The Rem Koolhaas and Bernard Tschumi books stayed on our office shelves (alongside, for some reason, Jane's Fighting Ships and a book on the Hungerford massacre), their supposed radicalism appearing suddenly pallidly tasteful compared to architectural apostates like Stanley Tigerman and Ricardo Bofill We discovered something else too, which is that if you stop looking at the same stuff as everyone else, strange things happen to your architecture. Most obviously it stops looking like everyone elses' architecture.

The relationship between fashion and architecture is a thorny one. Reference to it usually involves formal analogies between cladding and clothing, or, more literally still, collaborations between architects and fashion designers. Very rarely are the fashion cycles within architecture itself considered. Architecture is generally considered to be above such things, aloof in its timelessness from ephemeral preoccupations and trivial matters of style. This aloofness is slightly absurd, only serving to draw attention to an underlying anxiety. There is nothing as troubling as the recently fashionable, nothing so unwanted or dangerous to one's self belief. Fashion works as a form of Orwellian un-think, a cultural amnesia that allows us to believe that the present is infinitely preferable to the past, always has been and always will. I wear skinny jeans. I will always wear skinny jeans. Oceania is at war with Eastasia. Oceania has always been at war with Eastasia.

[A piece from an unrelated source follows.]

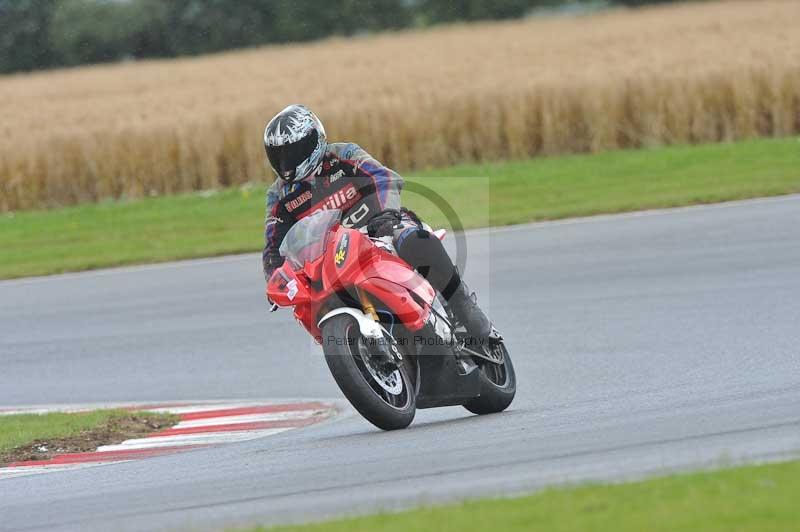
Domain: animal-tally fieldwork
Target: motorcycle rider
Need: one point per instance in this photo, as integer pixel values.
(313, 174)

At any one time various theoretical and formal trends seem to push a number of people in the same direction at once. At architecture school for instance, there are always a small number of books that change hands feverishly, forming a closed circuit of influences until they fall out of favour. Mark Cousins gave a lecture at the Architectural Association once where he observed the impact this process had on the school library. For a while all the books by Deleuze and Guatarri would be out on loan and then, suddenly, they were all back and everyone was borrowing books on bird migration and wave formation.

In my local library there are no books by Deleuze and Guattari and only a couple on wave formation. The architecture section is bracingly random and contains nothing published within the last five years. Unlike the remainder book store it doesn't represent the fag end of a particular point in time either. It is in fact a potentially richer experience, one that could take you in any number of unexpected directions. Like only buying clothes from a slightly ageing mail order catalogue a certain idiosyncrasy of style is guaranteed.

I've been going there a lot lately, mainly to expand my Robert Wyatt collection, but the architecture and design section is a new joy to me. This is what I've read so far: a book on the early work of Philip Johnson, some Pevsner, a dictionary of architectural styles that ends at the Neue Sacklikeit, a Shell guide to ruined monastries and Terry Farrel's autobiography. Very little on parametric modelling basically. Next week I'm hoping to check out Elizabethan building techniques and the history of Playboy. Coupled with watching Doctor Who and the Pyramids of Mars and listening to this, the implications for architecture, as my old tutor used to say, are endless.